#!/usr/bin/env python3
"""
RAG CLI – pure Python, keine pip-Abhängigkeiten.

Verwendung:
  python rag.py <verzeichnis> <dateifilter>

Beispiele:
  python rag.py ~/projekte "*.py"
  python rag.py ~/dokumente "*.txt"
  python rag.py ~/daten "*.csv"
"""

# ──────────────────────────────────────────────────────────────────
# KONFIGURATION
# ──────────────────────────────────────────────────────────────────

# llama.cpp Binary
LLAMA_SERVER_BIN  = "~/llama.cpp/build/bin/llama-server"

# Modelle
CHAT_MODEL        = "~/models/qwen2.5-coder-14b-instruct-q4_k_m.gguf"
EMBED_MODEL       = "~/models/nomic-embed-text-v2-moe.Q8_0.gguf"

# Server
CHAT_PORT         = 8080
EMBED_PORT        = 8081
GPU_LAYERS        = 99        # Layer auf GPU laden; 0 = nur CPU
SERVER_TIMEOUT    = 60        # Sekunden warten bis Server bereit

# Server-Autostart: True = Skript startet llama-server selbst
#                   False = Server muss bereits laufen
AUTOSTART_SERVER  = True

# Index
INDEX_ROOT        = "~/.ragindex"   # Wo der Index gespeichert wird

# Chunking
CHUNK_SIZE        = 500      # Zeichen pro Chunk
CHUNK_OVERLAP     = 50       # Überlappung zwischen Chunks

# Retrieval
TOP_K             = 4        # Wie viele Chunks als Kontext ans Modell

# Chat-Prompt – {context} und {question} werden ersetzt
SYSTEM_PROMPT = "Du bist ein hilfreicher Assistent. Beantworte die Frage ausschließlich auf Basis des folgenden Kontexts."
# ──────────────────────────────────────────────────────────────────

import sys
import os
import json
import math
import time
import signal
import atexit
import hashlib
import sqlite3
import fnmatch
import subprocess
import urllib.request
import urllib.error
from pathlib import Path


# ── Pfade expandieren ─────────────────────────────────────────────

BIN   = Path(LLAMA_SERVER_BIN).expanduser()
CHAT  = Path(CHAT_MODEL).expanduser()
EMBD  = Path(EMBED_MODEL).expanduser()
IROOT = Path(INDEX_ROOT).expanduser()

CHAT_URL  = f"http://127.0.0.1:{CHAT_PORT}"
EMBED_URL = f"http://127.0.0.1:{EMBED_PORT}"

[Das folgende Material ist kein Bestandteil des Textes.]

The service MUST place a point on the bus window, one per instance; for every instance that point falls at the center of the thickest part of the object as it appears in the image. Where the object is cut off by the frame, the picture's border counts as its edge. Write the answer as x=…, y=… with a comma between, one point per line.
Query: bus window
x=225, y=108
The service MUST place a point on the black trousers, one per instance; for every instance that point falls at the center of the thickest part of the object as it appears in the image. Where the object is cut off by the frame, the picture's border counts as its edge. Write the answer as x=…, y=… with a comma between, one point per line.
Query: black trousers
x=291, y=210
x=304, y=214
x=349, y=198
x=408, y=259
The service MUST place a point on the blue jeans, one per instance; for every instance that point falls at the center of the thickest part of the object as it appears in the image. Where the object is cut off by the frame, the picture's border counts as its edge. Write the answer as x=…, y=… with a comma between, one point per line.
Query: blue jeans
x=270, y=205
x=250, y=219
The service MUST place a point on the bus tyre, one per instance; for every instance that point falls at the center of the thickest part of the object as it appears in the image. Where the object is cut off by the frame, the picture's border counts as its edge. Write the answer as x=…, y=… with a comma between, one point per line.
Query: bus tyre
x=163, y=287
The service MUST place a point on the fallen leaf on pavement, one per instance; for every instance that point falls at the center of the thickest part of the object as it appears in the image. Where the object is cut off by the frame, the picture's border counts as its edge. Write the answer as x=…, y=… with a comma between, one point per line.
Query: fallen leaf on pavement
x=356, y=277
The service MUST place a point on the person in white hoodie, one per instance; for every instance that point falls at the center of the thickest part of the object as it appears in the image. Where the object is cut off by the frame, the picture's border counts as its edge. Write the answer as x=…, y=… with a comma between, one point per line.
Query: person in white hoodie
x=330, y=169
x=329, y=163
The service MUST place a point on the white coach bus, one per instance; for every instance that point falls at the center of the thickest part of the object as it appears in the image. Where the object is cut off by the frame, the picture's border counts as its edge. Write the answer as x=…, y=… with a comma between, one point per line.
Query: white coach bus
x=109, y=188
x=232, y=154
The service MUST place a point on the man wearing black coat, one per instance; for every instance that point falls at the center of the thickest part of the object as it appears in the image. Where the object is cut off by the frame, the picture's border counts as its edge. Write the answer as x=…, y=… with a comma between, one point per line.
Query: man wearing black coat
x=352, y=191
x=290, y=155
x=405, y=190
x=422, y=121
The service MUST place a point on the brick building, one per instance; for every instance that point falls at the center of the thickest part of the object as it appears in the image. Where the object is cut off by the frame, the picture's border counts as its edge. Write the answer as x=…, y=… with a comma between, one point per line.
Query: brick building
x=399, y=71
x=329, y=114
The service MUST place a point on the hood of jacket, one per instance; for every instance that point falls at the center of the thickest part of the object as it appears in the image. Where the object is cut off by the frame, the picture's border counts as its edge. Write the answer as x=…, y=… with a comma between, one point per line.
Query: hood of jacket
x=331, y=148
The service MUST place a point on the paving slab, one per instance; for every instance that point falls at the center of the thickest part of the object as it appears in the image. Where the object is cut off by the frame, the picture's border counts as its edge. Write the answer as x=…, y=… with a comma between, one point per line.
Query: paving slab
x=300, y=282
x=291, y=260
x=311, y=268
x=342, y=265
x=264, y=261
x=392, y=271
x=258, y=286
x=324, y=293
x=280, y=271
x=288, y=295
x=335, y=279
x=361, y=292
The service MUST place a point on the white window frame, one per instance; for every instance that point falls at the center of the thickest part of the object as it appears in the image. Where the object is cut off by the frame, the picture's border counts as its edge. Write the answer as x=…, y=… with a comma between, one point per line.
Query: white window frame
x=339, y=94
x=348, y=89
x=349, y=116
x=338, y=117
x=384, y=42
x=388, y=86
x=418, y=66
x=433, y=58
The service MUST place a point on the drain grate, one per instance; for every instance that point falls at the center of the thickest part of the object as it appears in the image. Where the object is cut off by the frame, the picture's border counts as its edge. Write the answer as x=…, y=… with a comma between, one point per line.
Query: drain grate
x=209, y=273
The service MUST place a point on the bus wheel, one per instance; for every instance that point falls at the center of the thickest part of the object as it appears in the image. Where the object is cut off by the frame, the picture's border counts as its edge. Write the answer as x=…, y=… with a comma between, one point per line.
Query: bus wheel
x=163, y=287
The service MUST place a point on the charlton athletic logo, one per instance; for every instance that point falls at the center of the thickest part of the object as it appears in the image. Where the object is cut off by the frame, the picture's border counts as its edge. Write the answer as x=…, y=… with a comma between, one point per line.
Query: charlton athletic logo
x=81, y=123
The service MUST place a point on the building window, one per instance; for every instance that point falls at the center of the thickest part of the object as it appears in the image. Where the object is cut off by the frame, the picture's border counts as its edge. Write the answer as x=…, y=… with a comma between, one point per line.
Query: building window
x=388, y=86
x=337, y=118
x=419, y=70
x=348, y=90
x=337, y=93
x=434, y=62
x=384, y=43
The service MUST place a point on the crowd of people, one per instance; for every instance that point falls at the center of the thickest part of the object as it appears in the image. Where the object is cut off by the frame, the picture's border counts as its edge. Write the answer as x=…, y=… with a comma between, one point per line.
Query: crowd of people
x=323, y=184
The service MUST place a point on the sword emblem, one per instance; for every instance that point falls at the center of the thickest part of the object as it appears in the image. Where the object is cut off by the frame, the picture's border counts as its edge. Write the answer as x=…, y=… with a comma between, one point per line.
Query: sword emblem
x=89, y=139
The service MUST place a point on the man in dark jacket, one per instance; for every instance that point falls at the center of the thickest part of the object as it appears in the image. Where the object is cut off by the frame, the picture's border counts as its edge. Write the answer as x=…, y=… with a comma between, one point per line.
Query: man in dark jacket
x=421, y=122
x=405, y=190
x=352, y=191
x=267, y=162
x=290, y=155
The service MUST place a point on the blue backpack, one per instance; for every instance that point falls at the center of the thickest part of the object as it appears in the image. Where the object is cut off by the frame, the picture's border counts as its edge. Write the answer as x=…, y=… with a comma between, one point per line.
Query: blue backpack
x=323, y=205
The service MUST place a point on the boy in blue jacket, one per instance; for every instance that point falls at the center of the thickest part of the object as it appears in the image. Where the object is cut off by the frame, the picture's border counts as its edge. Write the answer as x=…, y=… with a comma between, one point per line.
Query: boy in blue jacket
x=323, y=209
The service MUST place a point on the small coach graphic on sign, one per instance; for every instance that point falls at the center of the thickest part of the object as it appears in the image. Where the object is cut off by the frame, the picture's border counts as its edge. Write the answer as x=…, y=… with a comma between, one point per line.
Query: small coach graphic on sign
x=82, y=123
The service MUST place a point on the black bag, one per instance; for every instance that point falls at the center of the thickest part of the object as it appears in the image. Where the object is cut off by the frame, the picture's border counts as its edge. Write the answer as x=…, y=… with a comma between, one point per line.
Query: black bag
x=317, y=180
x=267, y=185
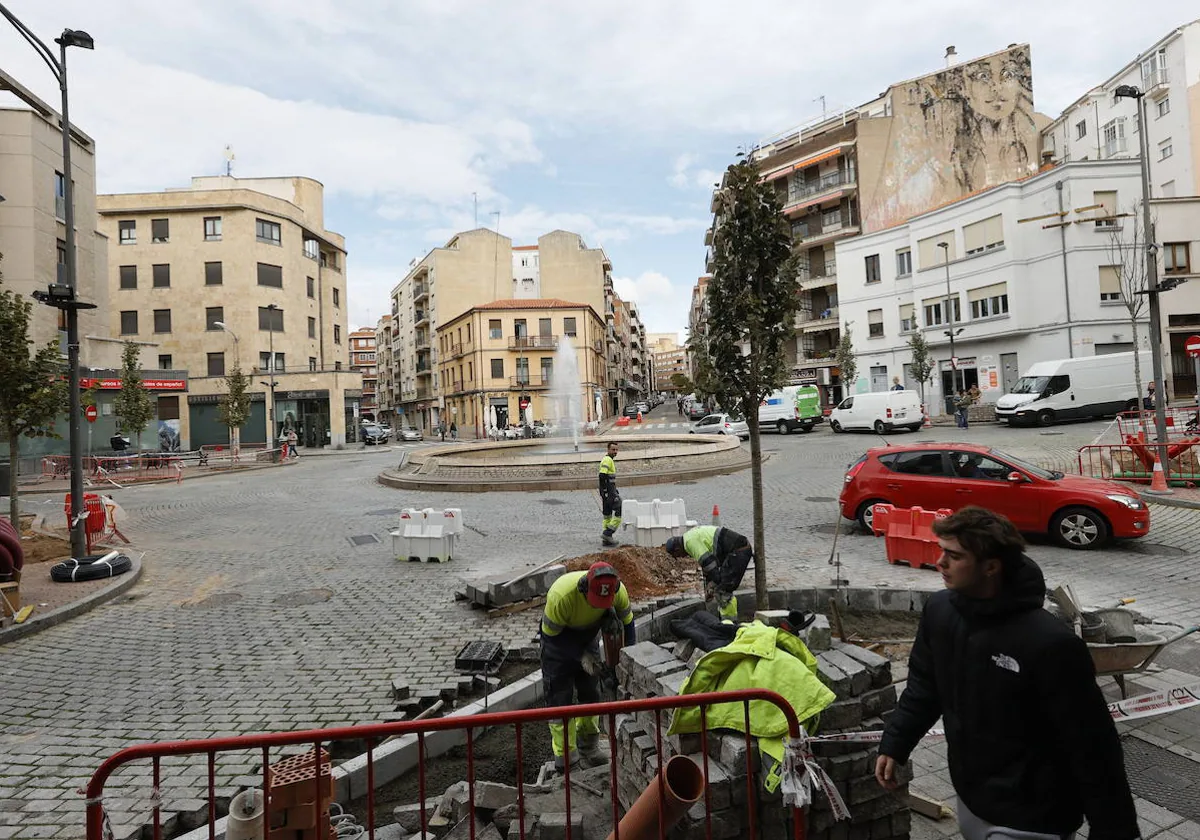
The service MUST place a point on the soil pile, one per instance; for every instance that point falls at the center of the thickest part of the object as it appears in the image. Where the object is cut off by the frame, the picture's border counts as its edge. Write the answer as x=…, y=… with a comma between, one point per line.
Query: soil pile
x=646, y=573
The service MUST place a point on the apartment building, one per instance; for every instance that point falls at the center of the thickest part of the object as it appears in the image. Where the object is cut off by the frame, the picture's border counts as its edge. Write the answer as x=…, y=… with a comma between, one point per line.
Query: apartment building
x=201, y=269
x=477, y=268
x=922, y=143
x=498, y=361
x=365, y=364
x=1098, y=126
x=1021, y=273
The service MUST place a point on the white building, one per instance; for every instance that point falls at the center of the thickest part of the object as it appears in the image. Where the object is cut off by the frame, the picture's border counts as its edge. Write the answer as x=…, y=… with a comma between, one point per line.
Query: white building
x=1030, y=275
x=1099, y=126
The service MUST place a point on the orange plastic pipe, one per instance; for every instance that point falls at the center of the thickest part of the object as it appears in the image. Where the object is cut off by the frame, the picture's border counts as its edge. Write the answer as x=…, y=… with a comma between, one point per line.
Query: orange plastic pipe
x=683, y=786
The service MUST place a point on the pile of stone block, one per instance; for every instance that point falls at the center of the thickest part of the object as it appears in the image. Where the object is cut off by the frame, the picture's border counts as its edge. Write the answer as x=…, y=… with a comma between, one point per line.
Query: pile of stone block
x=862, y=682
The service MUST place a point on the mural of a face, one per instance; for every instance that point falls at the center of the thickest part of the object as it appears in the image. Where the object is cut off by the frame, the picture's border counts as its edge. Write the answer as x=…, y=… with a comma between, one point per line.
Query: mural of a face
x=994, y=88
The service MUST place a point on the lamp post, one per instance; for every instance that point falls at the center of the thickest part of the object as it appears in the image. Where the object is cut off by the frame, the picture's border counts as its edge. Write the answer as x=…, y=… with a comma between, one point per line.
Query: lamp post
x=61, y=294
x=1152, y=286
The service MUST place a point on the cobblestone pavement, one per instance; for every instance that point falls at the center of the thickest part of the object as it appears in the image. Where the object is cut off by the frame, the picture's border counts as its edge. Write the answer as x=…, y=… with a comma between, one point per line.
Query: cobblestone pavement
x=257, y=611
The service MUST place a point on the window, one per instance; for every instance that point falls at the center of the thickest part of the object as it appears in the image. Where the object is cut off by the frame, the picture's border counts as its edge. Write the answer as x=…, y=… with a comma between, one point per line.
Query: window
x=1176, y=258
x=270, y=275
x=875, y=323
x=873, y=268
x=1110, y=283
x=216, y=364
x=270, y=319
x=989, y=301
x=931, y=255
x=984, y=235
x=268, y=232
x=1107, y=199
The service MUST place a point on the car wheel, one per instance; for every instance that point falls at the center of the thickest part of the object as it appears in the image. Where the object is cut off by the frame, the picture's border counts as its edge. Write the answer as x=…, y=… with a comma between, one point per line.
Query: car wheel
x=1080, y=528
x=865, y=514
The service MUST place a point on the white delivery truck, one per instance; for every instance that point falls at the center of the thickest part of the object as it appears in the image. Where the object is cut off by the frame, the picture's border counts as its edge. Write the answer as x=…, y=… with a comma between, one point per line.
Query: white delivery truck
x=1073, y=389
x=879, y=411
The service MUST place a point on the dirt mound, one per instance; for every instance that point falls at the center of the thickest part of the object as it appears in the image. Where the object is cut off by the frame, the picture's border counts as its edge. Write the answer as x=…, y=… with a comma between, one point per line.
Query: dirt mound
x=646, y=573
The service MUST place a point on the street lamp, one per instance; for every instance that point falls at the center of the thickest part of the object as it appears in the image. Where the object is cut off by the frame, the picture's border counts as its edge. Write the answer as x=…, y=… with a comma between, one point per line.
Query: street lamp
x=1152, y=286
x=61, y=295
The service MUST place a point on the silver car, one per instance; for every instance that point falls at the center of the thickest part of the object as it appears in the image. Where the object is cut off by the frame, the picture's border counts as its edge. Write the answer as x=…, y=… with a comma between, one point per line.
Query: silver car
x=721, y=424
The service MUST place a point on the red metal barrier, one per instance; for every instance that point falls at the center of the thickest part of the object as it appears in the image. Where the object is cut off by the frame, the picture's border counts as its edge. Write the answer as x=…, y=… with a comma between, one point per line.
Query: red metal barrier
x=375, y=733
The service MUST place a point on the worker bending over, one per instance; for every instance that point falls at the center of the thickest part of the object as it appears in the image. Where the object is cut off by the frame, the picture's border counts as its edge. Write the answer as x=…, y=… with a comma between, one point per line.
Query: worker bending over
x=723, y=555
x=579, y=605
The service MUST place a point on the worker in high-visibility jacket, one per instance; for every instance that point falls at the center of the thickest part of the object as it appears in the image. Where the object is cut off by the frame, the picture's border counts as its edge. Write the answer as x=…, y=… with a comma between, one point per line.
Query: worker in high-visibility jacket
x=610, y=498
x=579, y=605
x=723, y=555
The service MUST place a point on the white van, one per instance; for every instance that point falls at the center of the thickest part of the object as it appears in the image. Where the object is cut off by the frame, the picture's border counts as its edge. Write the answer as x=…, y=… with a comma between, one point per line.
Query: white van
x=1072, y=389
x=879, y=411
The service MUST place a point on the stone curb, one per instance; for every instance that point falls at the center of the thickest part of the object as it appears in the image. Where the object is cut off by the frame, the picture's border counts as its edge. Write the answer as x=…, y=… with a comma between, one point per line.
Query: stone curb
x=119, y=587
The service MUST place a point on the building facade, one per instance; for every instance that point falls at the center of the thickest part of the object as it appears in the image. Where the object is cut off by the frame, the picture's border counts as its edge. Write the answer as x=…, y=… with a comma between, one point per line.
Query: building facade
x=241, y=274
x=509, y=360
x=1023, y=273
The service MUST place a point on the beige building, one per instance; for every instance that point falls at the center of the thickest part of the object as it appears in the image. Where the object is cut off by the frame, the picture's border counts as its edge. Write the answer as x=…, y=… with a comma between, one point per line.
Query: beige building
x=501, y=357
x=238, y=273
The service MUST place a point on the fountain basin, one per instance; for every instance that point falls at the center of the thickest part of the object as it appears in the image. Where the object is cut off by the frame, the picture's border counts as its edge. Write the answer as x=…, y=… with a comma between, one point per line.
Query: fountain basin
x=555, y=465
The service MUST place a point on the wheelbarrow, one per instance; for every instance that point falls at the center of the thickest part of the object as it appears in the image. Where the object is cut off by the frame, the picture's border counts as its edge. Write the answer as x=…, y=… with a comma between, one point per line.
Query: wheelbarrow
x=1125, y=658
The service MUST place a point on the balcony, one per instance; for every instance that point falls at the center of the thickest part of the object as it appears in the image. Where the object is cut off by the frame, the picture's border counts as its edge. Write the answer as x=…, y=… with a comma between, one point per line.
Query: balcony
x=533, y=342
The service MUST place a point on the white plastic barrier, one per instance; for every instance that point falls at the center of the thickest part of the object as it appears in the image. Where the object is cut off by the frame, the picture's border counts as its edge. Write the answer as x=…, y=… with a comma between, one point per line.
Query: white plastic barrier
x=655, y=521
x=427, y=534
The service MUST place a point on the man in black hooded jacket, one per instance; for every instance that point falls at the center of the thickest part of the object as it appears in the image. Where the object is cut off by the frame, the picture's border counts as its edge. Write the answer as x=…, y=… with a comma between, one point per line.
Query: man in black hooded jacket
x=1032, y=747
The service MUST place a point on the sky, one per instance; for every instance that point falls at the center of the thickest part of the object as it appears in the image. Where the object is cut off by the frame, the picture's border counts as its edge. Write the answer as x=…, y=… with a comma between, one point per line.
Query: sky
x=610, y=119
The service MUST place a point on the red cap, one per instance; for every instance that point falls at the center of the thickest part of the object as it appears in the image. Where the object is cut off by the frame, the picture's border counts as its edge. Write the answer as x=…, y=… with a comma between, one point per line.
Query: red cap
x=603, y=586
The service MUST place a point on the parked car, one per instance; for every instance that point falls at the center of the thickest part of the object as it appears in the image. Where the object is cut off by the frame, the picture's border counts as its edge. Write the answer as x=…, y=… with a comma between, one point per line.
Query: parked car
x=409, y=433
x=373, y=433
x=721, y=424
x=879, y=411
x=1075, y=511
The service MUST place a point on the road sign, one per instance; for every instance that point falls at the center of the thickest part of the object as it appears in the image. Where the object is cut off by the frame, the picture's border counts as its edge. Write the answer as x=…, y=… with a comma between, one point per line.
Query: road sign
x=1193, y=347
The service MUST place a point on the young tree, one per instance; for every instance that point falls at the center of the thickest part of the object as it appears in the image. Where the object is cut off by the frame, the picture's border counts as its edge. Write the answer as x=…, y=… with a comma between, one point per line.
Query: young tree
x=922, y=365
x=132, y=406
x=846, y=363
x=33, y=394
x=234, y=406
x=751, y=304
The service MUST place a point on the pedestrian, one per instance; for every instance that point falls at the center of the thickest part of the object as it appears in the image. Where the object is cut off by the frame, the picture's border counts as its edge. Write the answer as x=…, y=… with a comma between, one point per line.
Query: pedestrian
x=610, y=497
x=579, y=606
x=723, y=555
x=1032, y=747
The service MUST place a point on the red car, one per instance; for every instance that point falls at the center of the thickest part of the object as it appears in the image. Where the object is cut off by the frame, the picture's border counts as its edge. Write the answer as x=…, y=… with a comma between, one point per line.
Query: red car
x=1077, y=513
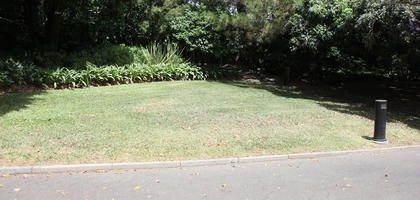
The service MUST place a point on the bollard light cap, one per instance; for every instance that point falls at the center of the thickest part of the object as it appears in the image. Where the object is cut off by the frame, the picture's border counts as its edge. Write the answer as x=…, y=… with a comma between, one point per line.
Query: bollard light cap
x=380, y=100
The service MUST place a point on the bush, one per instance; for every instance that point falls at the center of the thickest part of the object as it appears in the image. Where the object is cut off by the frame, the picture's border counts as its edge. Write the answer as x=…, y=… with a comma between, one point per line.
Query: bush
x=101, y=56
x=15, y=73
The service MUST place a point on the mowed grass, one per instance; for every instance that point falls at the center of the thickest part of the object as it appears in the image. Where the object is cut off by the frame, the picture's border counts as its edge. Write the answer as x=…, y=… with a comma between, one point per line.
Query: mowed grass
x=177, y=120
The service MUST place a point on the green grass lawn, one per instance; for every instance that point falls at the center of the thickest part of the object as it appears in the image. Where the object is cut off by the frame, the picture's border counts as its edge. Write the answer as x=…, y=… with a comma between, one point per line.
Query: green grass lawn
x=179, y=120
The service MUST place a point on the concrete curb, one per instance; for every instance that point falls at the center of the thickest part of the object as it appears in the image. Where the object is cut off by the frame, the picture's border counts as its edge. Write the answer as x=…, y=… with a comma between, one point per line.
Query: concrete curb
x=189, y=163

# ── Server-Verwaltung ─────────────────────────────────────────────

_procs: list = []


def _start_server(model: Path, port: int, embeddings: bool):
    cmd = [
        str(BIN),
        "-m", str(model),
        "--port", str(port),
        "-ngl", str(GPU_LAYERS),
        "--host", "127.0.0.1",
    ]
    if embeddings:
        cmd.append("--embeddings")
    label = "embed" if embeddings else "chat"
    print(f"[*] Starte {label}-server (Port {port}) ...")
    proc = subprocess.Popen(cmd, stdout=subprocess.DEVNULL, stderr=subprocess.DEVNULL)
    _procs.append(proc)


def _wait_for_server(base_url: str) -> bool:
    deadline = time.time() + SERVER_TIMEOUT
    while time.time() < deadline:
        try:
            urllib.request.urlopen(f"{base_url}/health", timeout=2)
            return True
        except Exception:
            time.sleep(1)
    return False


def _stop_servers():
    if not _procs:
        return
    print("[*] Stoppe Server ...")
    for p in _procs:
        try:
            p.terminate()
            p.wait(timeout=5)
        except Exception:
            p.kill()


# ── HTTP-Helpers ──────────────────────────────────────────────────

def _post(url: str, payload: dict) -> dict:
    data = json.dumps(payload).encode()
    req  = urllib.request.Request(
        url, data=data, headers={"Content-Type": "application/json"}
    )
    with urllib.request.urlopen(req, timeout=120) as resp:
        return json.loads(resp.read())


def get_embedding(text: str) -> list:
    result = _post(f"{EMBED_URL}/v1/embeddings", {
        "model": "local",
        "input": text,
    })
    return result["data"][0]["embedding"]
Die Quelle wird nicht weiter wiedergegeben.